Погребальное поле Капельской Лады располагалось неподалеку от святилища, но, когда до него дошли, сумерки уже настолько сгустились, что земля казалась черной и пологие холмы старых курганов были едва различимы. На само поле Рамениха никого не пустила, велев всем остановиться у кромки.
— А ты, детонька, возьми лучину и ступай! — сказала она Гостейке и показала на темное поле. Рамениха говорила с девушкой спокойно, без страха и осуждения, и казалась сейчас похожей на саму Макошь, богиню человеческих судеб. — Если нет в тебе души, деды наши тебя не примут. Если есть в тебе зло — пусть сожгут его синим огнем. А если есть душа — пусть укажут. Как деды рассудят, так мы и решим.
Толпа невнятно загудела. А Гостейка взяла у старухи сухую длинную щепку, которую Рамениха подобрала по дороге, и ступила на Дедово поле.

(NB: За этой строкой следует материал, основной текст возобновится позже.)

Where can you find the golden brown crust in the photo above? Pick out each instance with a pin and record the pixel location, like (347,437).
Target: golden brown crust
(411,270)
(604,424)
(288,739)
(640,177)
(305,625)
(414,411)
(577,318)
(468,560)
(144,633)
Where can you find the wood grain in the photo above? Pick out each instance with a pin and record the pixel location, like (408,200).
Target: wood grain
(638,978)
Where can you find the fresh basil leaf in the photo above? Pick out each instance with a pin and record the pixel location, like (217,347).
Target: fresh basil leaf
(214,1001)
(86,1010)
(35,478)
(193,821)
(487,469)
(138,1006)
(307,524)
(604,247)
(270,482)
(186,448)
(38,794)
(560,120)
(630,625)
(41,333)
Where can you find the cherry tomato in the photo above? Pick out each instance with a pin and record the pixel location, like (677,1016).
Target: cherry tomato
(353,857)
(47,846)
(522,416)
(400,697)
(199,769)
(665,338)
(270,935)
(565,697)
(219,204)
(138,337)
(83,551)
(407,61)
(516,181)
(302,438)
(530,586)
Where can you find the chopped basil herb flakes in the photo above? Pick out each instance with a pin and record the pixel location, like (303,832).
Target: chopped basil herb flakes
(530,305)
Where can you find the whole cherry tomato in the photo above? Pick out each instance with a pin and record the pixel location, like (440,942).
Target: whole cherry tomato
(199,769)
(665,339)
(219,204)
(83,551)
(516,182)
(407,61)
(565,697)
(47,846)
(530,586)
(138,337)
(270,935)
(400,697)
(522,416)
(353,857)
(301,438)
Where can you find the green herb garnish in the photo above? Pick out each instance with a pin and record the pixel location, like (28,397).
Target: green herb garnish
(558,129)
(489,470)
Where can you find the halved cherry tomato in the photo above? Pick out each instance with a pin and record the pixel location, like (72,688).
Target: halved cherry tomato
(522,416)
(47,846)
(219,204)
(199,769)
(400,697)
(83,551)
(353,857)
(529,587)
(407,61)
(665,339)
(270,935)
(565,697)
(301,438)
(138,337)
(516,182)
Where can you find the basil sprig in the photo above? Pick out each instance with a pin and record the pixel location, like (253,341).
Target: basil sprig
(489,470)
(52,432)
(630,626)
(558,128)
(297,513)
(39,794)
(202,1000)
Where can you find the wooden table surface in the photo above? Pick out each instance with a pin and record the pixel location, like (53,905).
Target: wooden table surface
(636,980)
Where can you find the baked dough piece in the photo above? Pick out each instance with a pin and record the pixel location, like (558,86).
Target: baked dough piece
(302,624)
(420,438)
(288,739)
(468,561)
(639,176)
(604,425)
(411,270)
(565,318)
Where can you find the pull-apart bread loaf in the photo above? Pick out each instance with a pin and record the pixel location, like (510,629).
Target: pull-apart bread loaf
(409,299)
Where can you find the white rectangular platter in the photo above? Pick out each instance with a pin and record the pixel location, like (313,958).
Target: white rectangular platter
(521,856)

Она шла медленно и осторожно, но в ее движениях не было страха, только почтение и уважение к предкам всех окрестных родов — и ныне сгинувших, и вновь нарожденных. После смерти они селились на этом поле уже совместно. Ее кровных предков здесь не было. Но ведь многие женщины приезжают с мужьями в земли, где никогда не жили их предки, и вступают под покровительство духов того рода, к которому будут принадлежать их дети. Гостейка шла по полю, под каждой пядью которого таились чьи-то кости, и что-то невнятно напевала без слов, покачиваясь и словно чуть-чуть приплясывая, своим чутким духом улавливая течения силы под этой травой.
Люди следили за ней молча, не шевелясь, не дыша. Это тихое движение стройной белой фигурки, едва различимой во тьме и похожей на дух, зачаровывало даже сильнее, чем ее же стремительный бег вокруг озера в грохоте железа и гуле ветра.
Она дошла до края, и Былятиха сильно стиснула руку мужа. Там был их родовой курган, и там когда-то лежали крохотные, наверняка давно истлевшие косточки ее новорожденной дочери. Та девочка погостила у нее недолго и быстро покинула мать; неужели и вторая, заменившая ее в сердце Былятихи, побудет не многим дольше?
И вдруг во тьме появился огонек. Робкая желтоватая искра замерцала на вершине кургана, и кто-то в молчаливой толпе охнул от неожиданности. Как разбуженная, толпа загудела. Искра разгорелась, и даже стала видна фигура девушки — она стояла на кургане, держа в руке горящую лучину.
Пораженная этим зрелищем толпа загомонила. А Былятиха вдруг разрыдалась, привалившись головой к груди мужа. Маленький желтый огонек ответил на их вопросы. Спящие под травами отцы приняли в род пришедшую со стороны девушку. Лучина в ее руке загорелась сама собой, разожженная душами ушедших поколений. Огонь — вечен и вездесущ, но никогда куча топлива не загорится сама собой. Огонь родится от другого огня. И душа человеческая родится от другой души, и пищей ей служит любовь — та сила, которая не дает вселенной развалиться на части.
Гостейка медленно шла по полю к народу, неся в руке горящую лучину, как тот первый огонь, спущенный с небес на землю и подаренный людям. В благоговейном почтении толпа немного отступила. У края поля остались лишь несколько человек. Те, кто поделился с берегиней огнем своей собственной души и тем ввел ее в круг человеческого рода.